Is the fried chicken as good there as at the home office? I can’t tell a meaningful difference. The peppery skin is beautifully crispy while the meat beneath it is moist without be freakish. The sides aren’t special, but they’re not why you go. For me, the red beans were thin and banal with a one-note twang that got old, while the white beans were far more satisfying. I had the macaroni and cheese on my first visit and don't remember them one way or another.

 

Still, the Uptown Willie Mae’s is an odd experience because it feels like a pop-up restaurant. It not only inhabits the space that formerly housed the Fat Hen Grocery, but I assume that the floor plan with the long bar, the inside wooden awning, and the floor plan were part of that business or one that came before.
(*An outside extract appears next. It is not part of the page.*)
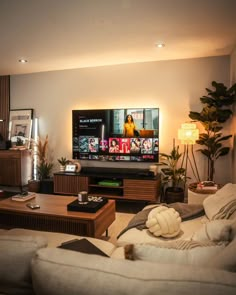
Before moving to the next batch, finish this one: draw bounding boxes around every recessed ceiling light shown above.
[155,43,165,48]
[18,59,28,63]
None of it makes any sense specifically to Willie Mae’s or fried chicken, and the counter actually creates some confusion.

When you enter, you belly up to a counter where copies of the menu have been taped down. It can look like a line, but it isn’t. Or it isn’t always. Sometimes groups linger over the menu and talk out their choices as the cashier finishes with an order. You can jump around and order, or you can wait. Whatever the case, you then find a seat and wait for your lunch to be served.

willie mae's front counter

 

The walls enhance the provisional feel of Willie Mae’s, with nothing on them, nor is there a sign out front. The banner that announced its opening remains up and over one window to let people know what’s going on inside.
Service during lunch time is swift, sometimes remarkably so. Since the room has little ambience, that’s not a bad thing. The restaurant’s not so wrong that you want to get out of it, but it’s not so right that you want to settle in.

The bottom line is at Willie Mae’s Scotch House, you’re a part of a neighborhood and a tradition. It’s what people love about New Orleans’ dining—the sense of being connected to something bigger than yourself. Willie Mae’s Grocery & Deli is a place to go to get good fried chicken. That’s good too, but you won't mistake the experience of one restaurant for the other.